I found what was wrong in my posts not being allowed. I did not enter the email address!
My apologies to Dr. Divakar and professor Samarajiva for complaining. Thank you Divakar for letting me know about the new requirement of the email address. (Hmmm… that means all those pseudonym posts actually come from real addresses? or could the email address be false too?)
If you both as administrators object to my further using this system, please let me know. I will then thank you for letting me use your resources thus far and write my comments at:
http://groups.google.com/group/SinhalaUserGroup
Under the heading:
A Standard Sinhala for Computers and the Internet
—————————————————–
Now to the business of replying:
SOMEONE SAID THAT THAI UNICODE PAGE IS BEHIND SINHALA:
———————————————————————-
That is true. But Thais are defying Unicode and use Latin code points in their national standard. The reason they give is simple. They want Thai message to pass through all Internet roadblocks. RFC822 and its successors permit only Latin-1.

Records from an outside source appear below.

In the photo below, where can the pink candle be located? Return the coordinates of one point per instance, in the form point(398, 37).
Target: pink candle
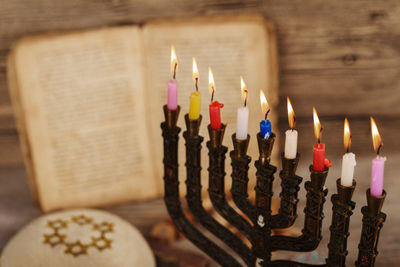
point(172, 95)
point(378, 165)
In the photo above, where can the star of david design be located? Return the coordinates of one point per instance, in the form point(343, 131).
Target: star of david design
point(101, 243)
point(78, 247)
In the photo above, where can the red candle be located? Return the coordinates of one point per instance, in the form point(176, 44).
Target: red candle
point(319, 160)
point(215, 115)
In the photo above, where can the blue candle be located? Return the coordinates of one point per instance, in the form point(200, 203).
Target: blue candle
point(265, 129)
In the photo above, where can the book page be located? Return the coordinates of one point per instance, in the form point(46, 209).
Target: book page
point(82, 96)
point(232, 46)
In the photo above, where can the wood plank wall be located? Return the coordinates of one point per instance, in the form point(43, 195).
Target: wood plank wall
point(341, 56)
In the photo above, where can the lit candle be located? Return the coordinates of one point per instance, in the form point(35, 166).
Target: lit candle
point(319, 160)
point(242, 114)
point(265, 125)
point(215, 106)
point(378, 164)
point(195, 98)
point(349, 159)
point(291, 134)
point(172, 103)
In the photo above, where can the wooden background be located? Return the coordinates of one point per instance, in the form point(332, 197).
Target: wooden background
point(341, 56)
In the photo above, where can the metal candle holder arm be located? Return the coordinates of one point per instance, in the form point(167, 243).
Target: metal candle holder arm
point(258, 225)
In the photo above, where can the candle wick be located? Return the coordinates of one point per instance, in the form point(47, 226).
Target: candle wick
point(174, 71)
point(266, 114)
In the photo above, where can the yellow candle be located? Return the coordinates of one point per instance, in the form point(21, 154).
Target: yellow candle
point(195, 98)
point(194, 108)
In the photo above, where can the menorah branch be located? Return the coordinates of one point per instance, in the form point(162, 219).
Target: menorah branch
point(373, 220)
point(311, 233)
point(216, 188)
point(342, 210)
point(170, 134)
point(240, 179)
point(290, 187)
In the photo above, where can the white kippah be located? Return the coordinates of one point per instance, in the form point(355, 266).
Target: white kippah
point(78, 238)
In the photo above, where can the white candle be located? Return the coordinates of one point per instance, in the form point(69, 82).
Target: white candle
point(291, 144)
point(242, 123)
point(348, 164)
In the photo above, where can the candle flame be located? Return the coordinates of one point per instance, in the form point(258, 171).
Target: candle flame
point(317, 125)
point(376, 137)
point(291, 115)
point(211, 83)
point(347, 135)
point(195, 71)
point(244, 90)
point(174, 60)
point(264, 103)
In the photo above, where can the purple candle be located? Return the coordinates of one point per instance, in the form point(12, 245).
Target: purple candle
point(378, 164)
point(172, 103)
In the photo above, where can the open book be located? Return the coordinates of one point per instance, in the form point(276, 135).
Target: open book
point(88, 104)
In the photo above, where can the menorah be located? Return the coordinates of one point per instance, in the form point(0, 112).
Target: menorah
point(260, 221)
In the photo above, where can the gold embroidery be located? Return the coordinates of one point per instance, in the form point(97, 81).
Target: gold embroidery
point(78, 248)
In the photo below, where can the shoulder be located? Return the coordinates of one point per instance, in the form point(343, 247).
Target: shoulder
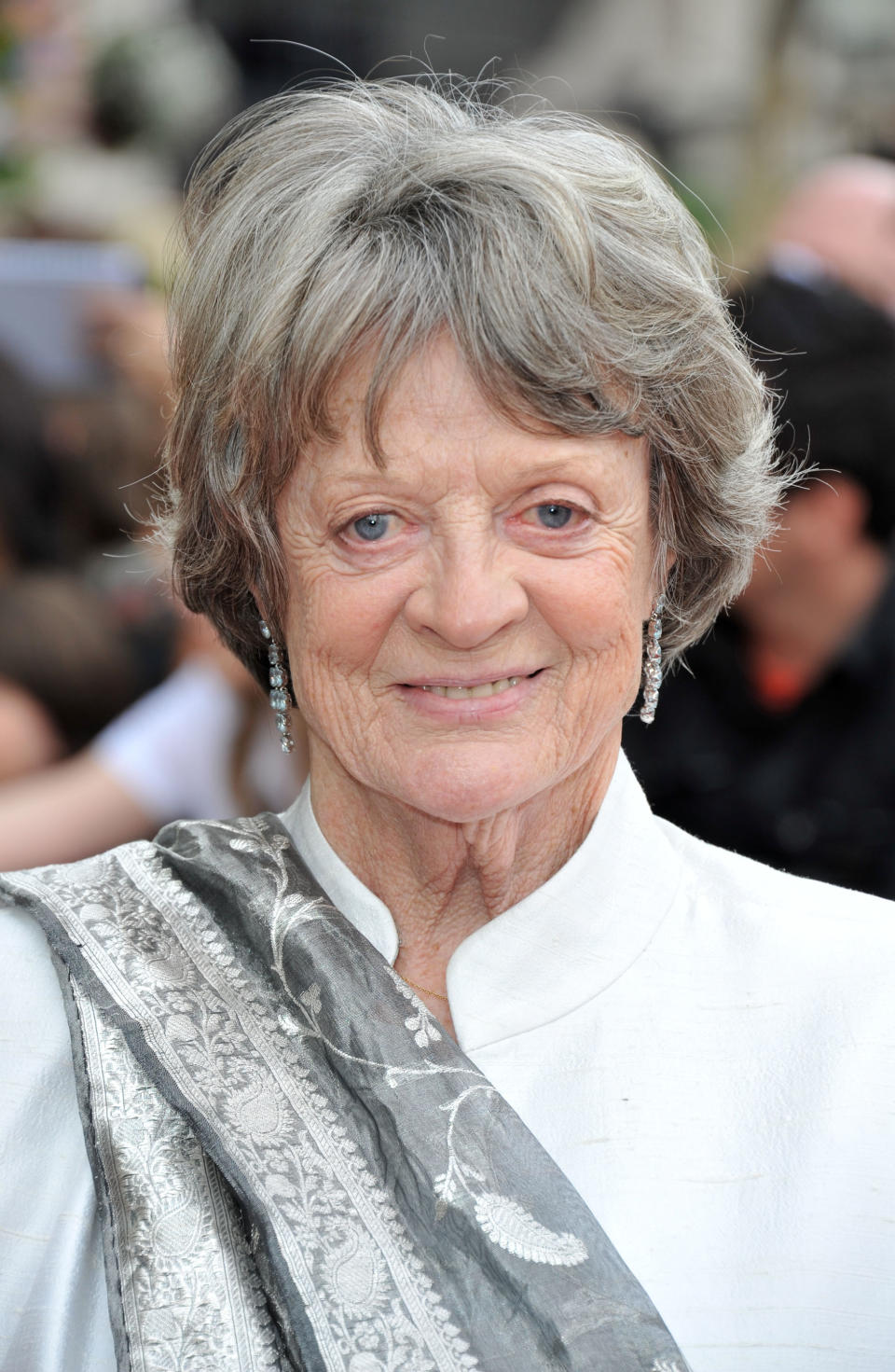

I say we can do the same but in a less confrontational way because we are a little island. Just use romanized Sinhala and use fonts to show romanized Sinhala in Sinhala script. It works. We need some programming to make it work in older computers too. For some people, money matters and some others cannot afford new computers.
So, those who are ardent supporters of Unicode use Unicode. And those who want full IT capabilities for the script use romanized Sinhala. It can support Wijesekera keyboard too. And there can be transliteration between the two.
Microsoft is researching with us why the Sinhala font is not showing correctly in certain Windows XP machines. This test font is easy to use. It is unfortunate that none from Sri Lanka has asked for a copy. That seems to prove my point that the people who discuss here actually are not interested in learning the facts but belong to die-hard groups (or elites who actually don’t care about Sinhala, Professor Samarajiva, not you, you are the facilitator — I know now).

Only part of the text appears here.